11. Kegagalan Seorang Pria

33 16 1
                                    

[Rozen Hopeen]

"Di sini tempatnya," Reynard berkata sambil menunjuk arah toko.

“Kenapa sepi?” Aku terheran-heran.

“Ah … karena masih pagi sekali, toko kami belum dibuka, namun khusus untuk Yang Mulia, anda boleh datang kapan pun.

Anak bernama itu membuka pintu toko. Diiringi bunyi loceng, aku melihat sosok wanita berambut biru muda keputihan panjang yang sedang membersihkan beberapa meja.

Wanita itu menoleh ke arah kami, menyambut kami dengan kehangatannya. "Maaf! Restoran ini masih tutup," katanya dengan lembut.

"Reyn, kamu sudah pulang?" kata wanita itu khawatir. "Kau bolos, ya?!"

"Joanna ...," ujarku pelan. Mataku berlinang air mata ketika aku membuka jubah hitam panjang.

Joanna menoleh ke arahku sambil bergetar. Aku yakin sekali dia mengenali suaraku.

Joanna memasang wajah ketakutan. Dia berteriak dengan ujaran kebencian kepadaku.

"Bunda! Bunda kenapa?!" Reynard berusaha menenangkan bundanya.

"Joanna maaf! Maafkan aku ... aku benar-benar minta maaf! Tolong kembalilah bersamaku, Joanna!" Aku memohon, bahkan bersujud di kakinya. Menangis sejadi-jadinya tanpa henti, memohon maaf kepada kekasihku.

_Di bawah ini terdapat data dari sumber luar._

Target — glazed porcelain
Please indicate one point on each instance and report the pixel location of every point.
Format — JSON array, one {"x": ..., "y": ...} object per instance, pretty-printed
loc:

"Jangan mendekat!" teriak Joanna.

°—┌⁠★⁠┘—°

Ketika aku masih remaja, aku dijodohkan oleh gadis dengan paras indah.

Aku dan ayah duduk di taman menunggu acara perjodohan yang akan dilaksanakan ketika aku berumur enam belas tahun.

"Perempuan itu makhluk yang indah," kata ayah yang mengatakan sesuatu hal yang tidak terlalu penting kepadaku.

Aku memasang wajah bingung. Menurutku, perempuan dan pria itu sama saja. Sama-sama manusia yang tinggal di bumi.

Suara gelang kaki yang melangkah terdengar merdu setiap langkahnya. Aku menoleh ke arah alunan gemulai lembut itu.

Aku terpana. Pipiku memerah ketika memandangnya. Sosok perempuan dengan lirikan serius menatapku tajam. Gadis itu mengenakan pakaian serba putih sebagai bentuk kesucian sakral atas perjodohan ini.

Surai putihnya yang terikat rapi, dikelilingi bunga-bunga yang sama indah seperti dirinya.

Ayah mendorongku dari belakang. "Cepat perkenalkan dirimu!" Ayah tersenyum dengan lebar.

Aku tahu maksud ayah. Pasti dia tertawa dalam hati karena tingkah lakuku yang tiba-tiba berubah menjadi malu-malu.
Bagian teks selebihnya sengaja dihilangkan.